There were significant changes in the Niger Delta peace and security landscape in 2021. These changes include an increase in lethal violence, driven by the outbreak of additional security issues, and the emergence of new conflict actors. Diverse conflict risk factors contributed to the changing conflict and security dynamics during the period. These conflict risk factors include historical tensions and the proliferation of armed groups (militant, criminal, and ethno-sectarian). This report examines the trends and patterns of conflict risk and lethal violence, and identifies key interrelated drivers and pressures on peace and stability at the regional, state and local levels. Data sources include ACLED (www.acleddata.com), Nigeria Watch (www.nigeriawatch.org), CIEPD (https://ciepdcwc.crowdmap.com), IPDU SMS early warning system, and others.
According to data (www.p4p-nigerdelta.org), criminality and separatist agitation were the leading causes of conflict fatalities during the year. Criminality and separatist agitation increased by 87% and 573% respectively in 2021 compared to 2020. In contrast, there was a drop in communal clashes and gang violence during the period. The most prevalent conflict and security issues in 2021 include kidnapping for ransom, robbery, clashes between rival cult gangs, herder/farmer clashes, and communal land/boundary disputes, violent separatist agitation, mob violence, sexual violence, and targeted killing of women and girls for organ trafficking and ritualistic purposes.
Militancy/illegal oil bunkering related clashes, communal conflict, clashes between rival cult gangs, organized criminality and separatist agitation were the most lethal forms of violence in 2021, as measured by fatalities per incident. According to data (see second graph on page 4), on average, every incident of militancy/illegal oil bunkering related violence resulted in at least six fatalities. This was followed by communal violence and gang/cult clashes with an average of three and two fatalities per incident, respectively.
Overall, the most prevalent incidents of violence involved organized crime including kidnapping, robbery and killings for ritualistic purposes, with 845 fatalities in 408 reported incidents. This was followed by clashes/supremacy battles among rival cult gangs with 160 fatalities in 66 incidents. Communal violence was the third most prevalent conflict issue during the year. It caused more than 150 fatalities in 48 reported incidents, including farmer/herder clashes, land/boundary disputes, and leadership tussles.
Violent separatist agitation including targeted attacks on security facilities and personnel was also among the most reported forms of lethal violence during the year. Separatist agitation and associated violence caused over 140 fatalities in more than 70 reported incidents, particularly in Imo, Abia, Rivers and Akwa Ibom State.

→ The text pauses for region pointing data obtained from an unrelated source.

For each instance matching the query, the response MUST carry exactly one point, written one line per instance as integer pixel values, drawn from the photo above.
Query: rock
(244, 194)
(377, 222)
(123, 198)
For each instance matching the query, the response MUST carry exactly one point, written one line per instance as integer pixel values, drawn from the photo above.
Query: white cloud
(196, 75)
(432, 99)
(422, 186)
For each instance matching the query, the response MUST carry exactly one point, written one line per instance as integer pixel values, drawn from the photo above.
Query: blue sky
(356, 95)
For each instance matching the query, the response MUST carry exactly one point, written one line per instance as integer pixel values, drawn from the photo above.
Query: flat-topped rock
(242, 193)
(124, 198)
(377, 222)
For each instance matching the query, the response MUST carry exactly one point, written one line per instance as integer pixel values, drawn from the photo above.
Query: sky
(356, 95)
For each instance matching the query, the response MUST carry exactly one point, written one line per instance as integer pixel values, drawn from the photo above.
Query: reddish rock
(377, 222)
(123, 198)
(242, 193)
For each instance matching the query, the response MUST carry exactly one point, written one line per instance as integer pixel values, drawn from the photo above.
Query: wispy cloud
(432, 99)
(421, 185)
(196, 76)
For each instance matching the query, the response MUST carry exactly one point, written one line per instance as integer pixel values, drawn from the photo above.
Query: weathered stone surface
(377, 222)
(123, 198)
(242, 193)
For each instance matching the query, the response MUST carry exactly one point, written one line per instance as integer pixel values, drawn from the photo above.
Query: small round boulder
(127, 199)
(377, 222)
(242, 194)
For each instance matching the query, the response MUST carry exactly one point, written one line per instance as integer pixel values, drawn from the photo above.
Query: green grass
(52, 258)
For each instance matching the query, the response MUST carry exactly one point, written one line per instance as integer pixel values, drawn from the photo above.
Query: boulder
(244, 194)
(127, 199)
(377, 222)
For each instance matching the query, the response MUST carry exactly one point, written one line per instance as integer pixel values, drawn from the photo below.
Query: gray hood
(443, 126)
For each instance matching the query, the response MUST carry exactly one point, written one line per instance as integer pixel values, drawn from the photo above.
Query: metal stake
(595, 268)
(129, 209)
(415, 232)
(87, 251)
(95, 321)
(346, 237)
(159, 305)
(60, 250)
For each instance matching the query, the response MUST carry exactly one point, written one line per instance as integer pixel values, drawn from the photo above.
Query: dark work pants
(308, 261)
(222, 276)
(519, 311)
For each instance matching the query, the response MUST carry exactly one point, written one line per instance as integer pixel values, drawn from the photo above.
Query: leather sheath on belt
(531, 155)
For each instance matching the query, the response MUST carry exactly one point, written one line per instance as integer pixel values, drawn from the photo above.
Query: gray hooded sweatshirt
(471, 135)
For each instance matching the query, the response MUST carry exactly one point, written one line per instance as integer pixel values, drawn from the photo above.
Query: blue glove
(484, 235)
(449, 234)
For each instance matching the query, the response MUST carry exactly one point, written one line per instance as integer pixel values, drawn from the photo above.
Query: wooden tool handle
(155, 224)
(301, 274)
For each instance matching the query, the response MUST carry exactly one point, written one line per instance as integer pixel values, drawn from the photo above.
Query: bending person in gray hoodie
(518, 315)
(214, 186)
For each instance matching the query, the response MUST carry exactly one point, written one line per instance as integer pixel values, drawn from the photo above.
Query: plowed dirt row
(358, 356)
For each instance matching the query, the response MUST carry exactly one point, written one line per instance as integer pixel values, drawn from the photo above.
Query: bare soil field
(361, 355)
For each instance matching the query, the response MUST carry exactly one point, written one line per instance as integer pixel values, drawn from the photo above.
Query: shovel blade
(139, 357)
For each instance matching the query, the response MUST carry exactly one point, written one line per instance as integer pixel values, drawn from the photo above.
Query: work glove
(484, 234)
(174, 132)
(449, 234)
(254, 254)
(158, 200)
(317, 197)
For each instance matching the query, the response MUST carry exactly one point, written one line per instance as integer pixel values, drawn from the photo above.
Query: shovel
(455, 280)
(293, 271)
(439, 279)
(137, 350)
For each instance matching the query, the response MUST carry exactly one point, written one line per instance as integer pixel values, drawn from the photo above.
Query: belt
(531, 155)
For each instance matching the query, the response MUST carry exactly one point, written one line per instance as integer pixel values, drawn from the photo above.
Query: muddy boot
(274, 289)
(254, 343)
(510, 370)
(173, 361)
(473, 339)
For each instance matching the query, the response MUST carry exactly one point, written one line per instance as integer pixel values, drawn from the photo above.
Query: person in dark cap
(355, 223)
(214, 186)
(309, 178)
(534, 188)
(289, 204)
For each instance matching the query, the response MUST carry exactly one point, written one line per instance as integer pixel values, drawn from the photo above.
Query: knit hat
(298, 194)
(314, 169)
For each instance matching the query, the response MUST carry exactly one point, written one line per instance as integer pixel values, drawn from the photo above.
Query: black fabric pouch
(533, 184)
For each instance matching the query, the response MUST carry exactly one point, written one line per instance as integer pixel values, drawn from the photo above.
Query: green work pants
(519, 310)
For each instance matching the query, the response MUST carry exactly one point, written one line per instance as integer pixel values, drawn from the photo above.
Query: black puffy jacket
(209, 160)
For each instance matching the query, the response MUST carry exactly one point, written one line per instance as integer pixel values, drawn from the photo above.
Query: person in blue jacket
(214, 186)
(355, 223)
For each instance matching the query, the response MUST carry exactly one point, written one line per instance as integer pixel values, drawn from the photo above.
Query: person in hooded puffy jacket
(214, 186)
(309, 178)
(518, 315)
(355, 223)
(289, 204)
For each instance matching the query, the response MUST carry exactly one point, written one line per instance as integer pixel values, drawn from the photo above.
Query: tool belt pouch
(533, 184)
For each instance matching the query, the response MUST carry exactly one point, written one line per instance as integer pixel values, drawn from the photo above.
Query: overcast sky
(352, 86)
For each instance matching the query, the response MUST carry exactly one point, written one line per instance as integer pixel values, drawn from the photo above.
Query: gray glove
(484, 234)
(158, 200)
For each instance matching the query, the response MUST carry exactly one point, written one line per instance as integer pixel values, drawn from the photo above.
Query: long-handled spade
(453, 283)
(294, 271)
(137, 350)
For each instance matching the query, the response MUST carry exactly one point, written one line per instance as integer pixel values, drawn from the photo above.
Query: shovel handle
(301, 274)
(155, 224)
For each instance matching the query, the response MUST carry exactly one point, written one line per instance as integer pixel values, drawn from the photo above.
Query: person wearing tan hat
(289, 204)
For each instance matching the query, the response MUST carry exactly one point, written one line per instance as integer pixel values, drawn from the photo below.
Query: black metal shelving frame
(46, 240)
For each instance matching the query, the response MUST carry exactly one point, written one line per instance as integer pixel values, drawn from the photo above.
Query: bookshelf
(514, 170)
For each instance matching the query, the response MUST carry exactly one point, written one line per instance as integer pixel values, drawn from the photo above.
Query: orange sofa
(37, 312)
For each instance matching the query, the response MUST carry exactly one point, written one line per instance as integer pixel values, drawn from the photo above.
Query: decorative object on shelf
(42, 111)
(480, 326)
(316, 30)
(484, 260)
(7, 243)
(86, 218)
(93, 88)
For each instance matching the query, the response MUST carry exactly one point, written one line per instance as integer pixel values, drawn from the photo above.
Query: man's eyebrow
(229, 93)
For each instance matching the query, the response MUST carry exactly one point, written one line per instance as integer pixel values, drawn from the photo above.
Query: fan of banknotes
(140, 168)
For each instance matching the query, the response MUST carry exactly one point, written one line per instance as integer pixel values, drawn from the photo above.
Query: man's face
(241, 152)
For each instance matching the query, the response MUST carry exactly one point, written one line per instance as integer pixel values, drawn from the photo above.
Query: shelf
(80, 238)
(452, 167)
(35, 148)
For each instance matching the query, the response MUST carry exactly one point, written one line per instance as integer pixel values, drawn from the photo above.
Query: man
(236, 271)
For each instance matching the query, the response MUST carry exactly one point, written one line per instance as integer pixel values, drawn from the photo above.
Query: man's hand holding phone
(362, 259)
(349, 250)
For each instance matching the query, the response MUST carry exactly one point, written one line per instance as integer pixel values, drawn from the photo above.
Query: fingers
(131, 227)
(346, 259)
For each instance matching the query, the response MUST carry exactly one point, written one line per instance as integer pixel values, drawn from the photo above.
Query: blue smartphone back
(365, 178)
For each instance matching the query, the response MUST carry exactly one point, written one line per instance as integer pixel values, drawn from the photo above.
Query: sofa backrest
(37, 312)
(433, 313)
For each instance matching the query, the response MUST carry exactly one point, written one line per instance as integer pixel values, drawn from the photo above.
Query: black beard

In addition, Violence Against Women and Girls (VAWG) including sexual violence was prevalent, especially in Akwa Ibom, Delta, Edo and Ondo State. Vigilante/mob violence was also prevalent, particularly in Delta, Imo, Edo and Rivers, and it caused nearly 60 fatalities during the year.
There were changes in the geography of conflict in the Niger Delta in 2021, compared to 2020. According to data (www.p4p-nigerdelta.org), the most violent States during the period, based on the number of reported conflict fatalities, were Delta, Imo, Rivers, and Abia, respectively.